Homem que expôs imagens íntimas de ex-companheiro deve indenizá-lo em R$ 10 mil em Coxim
TJMS manteve condenação por danos morais após divulgação e ameaça de exposição de conteúdo íntimo nas redes sociais.

A 4ª Câmara Cível do Tribunal de Justiça de Mato Grosso do Sul (TJMS) manteve, por unanimidade, a condenação de um homem ao pagamento de R$ 10 mil por danos morais em razão da divulgação e ameaça de divulgação de imagens íntimas de seu ex-companheiro após o término do relacionamento.
A decisão confirmou integralmente a sentença proferida pela 2ª Vara da comarca de Coxim e rejeitou os recursos apresentados por ambas as partes.
Segundo os autos, após o fim da relação, o réu passou a ameaçar a vítima com a exposição de fotografias íntimas e chegou a criar um perfil falso em rede social para publicar o conteúdo. As imagens também teriam sido encaminhadas a familiares e pessoas próximas do autor da ação, incluindo sua esposa e enteado.
Recursos foram negados
Ao recorrer da decisão, o autor da ação pediu a majoração da indenização para valor equivalente a 30 salários mínimos. Já o réu alegou não haver provas suficientes que demonstrassem sua autoria na criação do perfil falso e na divulgação das imagens.
Relatora do processo, a juíza convocada para atuar no segundo grau, Cíntia Xavier Letteriello, rejeitou todas as preliminares apresentadas pela defesa.
De acordo com o voto, a realização de perícia técnica não era indispensável, já que o conjunto probatório reunido nos autos foi considerado suficiente para comprovar os fatos narrados.

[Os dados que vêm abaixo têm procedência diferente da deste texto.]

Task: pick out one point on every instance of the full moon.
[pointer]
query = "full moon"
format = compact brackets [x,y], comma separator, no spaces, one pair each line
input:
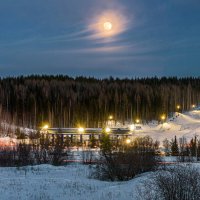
[107,26]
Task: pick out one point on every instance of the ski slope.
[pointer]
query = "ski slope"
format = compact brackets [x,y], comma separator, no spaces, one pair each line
[181,124]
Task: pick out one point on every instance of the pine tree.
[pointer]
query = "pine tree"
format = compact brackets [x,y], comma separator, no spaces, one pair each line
[174,147]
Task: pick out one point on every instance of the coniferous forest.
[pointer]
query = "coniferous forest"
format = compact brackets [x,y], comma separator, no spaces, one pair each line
[63,101]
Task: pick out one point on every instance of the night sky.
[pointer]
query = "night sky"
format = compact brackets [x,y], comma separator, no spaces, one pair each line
[147,37]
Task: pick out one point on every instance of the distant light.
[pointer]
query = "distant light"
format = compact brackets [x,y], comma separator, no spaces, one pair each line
[45,127]
[128,141]
[81,130]
[137,121]
[193,106]
[107,26]
[163,117]
[108,130]
[110,117]
[132,127]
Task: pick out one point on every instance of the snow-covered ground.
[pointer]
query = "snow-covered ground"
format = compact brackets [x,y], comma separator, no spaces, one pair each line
[182,125]
[72,182]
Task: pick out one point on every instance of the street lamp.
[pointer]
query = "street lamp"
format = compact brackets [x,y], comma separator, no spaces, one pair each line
[178,107]
[45,127]
[132,127]
[107,130]
[128,141]
[81,130]
[193,106]
[137,121]
[163,117]
[110,117]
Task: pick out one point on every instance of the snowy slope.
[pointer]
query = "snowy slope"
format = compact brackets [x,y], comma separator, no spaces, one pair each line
[182,125]
[46,182]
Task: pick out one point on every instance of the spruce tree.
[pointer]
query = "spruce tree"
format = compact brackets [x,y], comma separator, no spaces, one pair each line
[174,147]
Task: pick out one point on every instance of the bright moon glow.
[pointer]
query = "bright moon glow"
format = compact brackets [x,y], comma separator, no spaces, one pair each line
[107,26]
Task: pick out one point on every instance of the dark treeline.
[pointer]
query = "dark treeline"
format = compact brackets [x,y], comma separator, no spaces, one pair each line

Divulgação de imagens viola direitos da personalidade
A decisão destacou que mensagens, áudios, fotografias, registros de rede social e outros documentos demonstraram a ocorrência dos fatos.
Ao analisar o mérito, a relatora ressaltou que o consentimento para a produção de imagens íntimas durante um relacionamento não autoriza a divulgação ou a ameaça de divulgação do material após o término da relação.
Segundo o entendimento da magistrada, a exposição indevida de conteúdo íntimo configura violação aos direitos da personalidade, especialmente à intimidade, à vida privada, à honra e à imagem.
Valor da indenização foi mantido
Para os desembargadores, a utilização de imagens íntimas como forma de constrangimento ou retaliação representa grave ofensa à dignidade da pessoa humana e gera dano moral presumido, dispensando a comprovação específica do sofrimento causado à vítima.
Quanto ao valor da indenização, a Câmara entendeu que os R$ 10 mil fixados na sentença atendem aos critérios de razoabilidade e proporcionalidade, sendo suficientes para compensar os danos sofridos.
Com a decisão unânime, foi mantida a condenação imposta pela Justiça de Coxim.